Budismo

O que é um sutra no budismo?

Um sutra é um ensinamento religioso, geralmente tomando a forma de um aforismo ou breve declaração de crenças. Sutra significa a mesma coisa no budismo, hinduísmo e jainismo; no entanto, os sutras reais são diferentes de acordo com cada estrutura de crença. Os budistas acreditam que os sutras são os ensinamentos de Buda.

Sutras Definidas pelo Budismo

Sutra é uma  palavra sânscrita que significa “fio” e é sinônimo de Pali, a linguagem religiosa do budismo. Originalmente, a palavra foi usada para identificar ensinamentos orais que se pensava terem sido dados diretamente por Siddhartha Gautama ( Buda ) por volta de 600 aC

Os sutras foram originalmente recitados de memória pelo discípulo de Buda, Ananda, no Primeiro Conselho Budista. As recitações de Ananda, chamadas de Sutra- pitaka, tornaram-se parte do Tripitaka, que significa “as três cestas”, a mais antiga coleção de escrituras budistas.

O Tripitaka, também conhecido como o Cânon Pali e originalmente transmitido oralmente, foi escrito pela primeira vez cerca de 400 anos após a morte de Buda.

Sutras Diferentes no Budismo

Durante os mais de 2.500 anos de história do budismo, várias seitas emergiram, cada uma com uma visão única dos ensinamentos de Buda e dos sutras. A definição do que compõe os sutras varia de acordo com o tipo de budismo que você segue, incluindo:

Theravada: No budismo Theravadan, os sutras no cânone Pali são pensados ​​para serem das palavras faladas de Buda e são os únicos ensinamentos oficialmente reconhecidos como parte do cânone do sutra.

Vajrayana: Os praticantes do budismo vajrayana (e tibetano) acreditam que, além de Buda, os discípulos respeitados podem e receberam sutras que são parte do cânone oficial.

Nesses ramos do budismo, não apenas os textos do cânone Pali são aceitos, mas também outros textos que não estão vinculados às recitações orais originais do discípulo de Buda, Ananda.

Mesmo assim, acredita-se que esses textos incluam a verdade que emana da natureza búdica e, portanto, são considerados como sutras.

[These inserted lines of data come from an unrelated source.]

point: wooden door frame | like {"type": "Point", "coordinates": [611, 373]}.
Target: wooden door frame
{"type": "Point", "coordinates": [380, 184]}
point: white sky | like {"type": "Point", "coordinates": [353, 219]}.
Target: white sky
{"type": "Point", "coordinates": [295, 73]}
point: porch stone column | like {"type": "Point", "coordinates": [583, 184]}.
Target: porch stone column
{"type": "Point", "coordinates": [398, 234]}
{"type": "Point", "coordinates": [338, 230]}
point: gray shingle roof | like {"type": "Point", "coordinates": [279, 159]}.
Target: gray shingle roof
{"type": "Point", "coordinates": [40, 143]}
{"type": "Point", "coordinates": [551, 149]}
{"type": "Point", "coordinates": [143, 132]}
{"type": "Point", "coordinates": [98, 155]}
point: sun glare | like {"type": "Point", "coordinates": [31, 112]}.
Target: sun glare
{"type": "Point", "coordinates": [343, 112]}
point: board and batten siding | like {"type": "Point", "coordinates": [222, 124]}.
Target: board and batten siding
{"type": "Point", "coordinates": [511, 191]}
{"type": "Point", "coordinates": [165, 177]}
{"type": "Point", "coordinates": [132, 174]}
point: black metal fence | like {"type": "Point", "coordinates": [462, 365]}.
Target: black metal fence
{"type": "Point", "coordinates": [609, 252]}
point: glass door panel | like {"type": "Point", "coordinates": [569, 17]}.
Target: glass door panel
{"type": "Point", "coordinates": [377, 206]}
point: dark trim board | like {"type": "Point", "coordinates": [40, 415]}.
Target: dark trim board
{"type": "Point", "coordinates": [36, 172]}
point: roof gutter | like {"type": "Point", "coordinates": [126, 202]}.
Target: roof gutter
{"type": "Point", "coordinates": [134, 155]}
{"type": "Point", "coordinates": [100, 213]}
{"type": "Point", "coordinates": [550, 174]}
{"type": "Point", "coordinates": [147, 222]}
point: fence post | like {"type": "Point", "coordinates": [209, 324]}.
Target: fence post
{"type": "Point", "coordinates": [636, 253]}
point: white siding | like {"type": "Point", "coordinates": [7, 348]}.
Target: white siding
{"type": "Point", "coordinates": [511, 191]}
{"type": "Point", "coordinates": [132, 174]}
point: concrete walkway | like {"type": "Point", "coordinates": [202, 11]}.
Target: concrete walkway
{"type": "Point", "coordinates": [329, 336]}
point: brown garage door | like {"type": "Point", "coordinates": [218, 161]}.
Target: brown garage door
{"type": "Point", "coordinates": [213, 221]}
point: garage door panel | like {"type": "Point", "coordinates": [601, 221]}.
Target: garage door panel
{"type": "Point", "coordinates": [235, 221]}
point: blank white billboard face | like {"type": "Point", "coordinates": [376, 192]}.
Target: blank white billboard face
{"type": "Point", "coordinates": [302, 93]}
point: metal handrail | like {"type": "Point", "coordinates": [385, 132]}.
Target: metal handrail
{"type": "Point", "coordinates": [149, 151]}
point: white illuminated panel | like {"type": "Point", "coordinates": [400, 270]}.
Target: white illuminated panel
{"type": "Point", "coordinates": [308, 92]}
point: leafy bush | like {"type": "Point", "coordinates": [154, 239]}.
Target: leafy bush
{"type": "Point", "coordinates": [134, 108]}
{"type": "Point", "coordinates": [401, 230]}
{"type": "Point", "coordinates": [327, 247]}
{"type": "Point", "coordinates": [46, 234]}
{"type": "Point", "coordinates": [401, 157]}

Mahayana: A maior seita do budismo, Mahayana, que se ramificou do budismo Theravadan, reconhece sutras diferentes daqueles que vieram de Buda.

O famoso “Sutra do Coração” da ramificação Mahayana é um dos sutras mais importantes que não vieram de Buda. Esses sutras posteriores, também considerados textos essenciais por muitas escolas Mahayana, estão incluídos no que é chamado de Cânon do Norte ou Mahayana.

Exemplo de Sutra no budismo

Pode ser útil examinar um sutra real para entender melhor esses ensinamentos religiosos. Como observado, o Sutra do Coração é um dos mais famosos e lê, em parte:

“Portanto, saibam que Prajna Paramita 
é o grande mantra transcendente 
é o grande mantra brilhante, 
é o mantra máximo, 
é o mantra supremo, 
que é capaz de aliviar todo o sofrimento 
e é verdadeiro, não falso. 
Então proclame o Prajna Paramita mantra, 
proclamar o mantra que diz: 
portão, portão, paragate, parasamgate, bodhi svaha “

Equívocos de Sutra no budismo

Existem alguns textos que são chamados de sutras, mas não são. Um exemplo é o “Sutra da Plataforma”, que contém a biografia e os discursos do mestre do Ch’an do século VII, Hui Neng.

O trabalho é um dos tesouros da literatura do Ch’an e do Zen. Embora reconhecendo sua beleza, a maioria dos eruditos religiosos concorda que o “Sutra da Plataforma” não é um sutra, mas é chamado de sutra mesmo assim.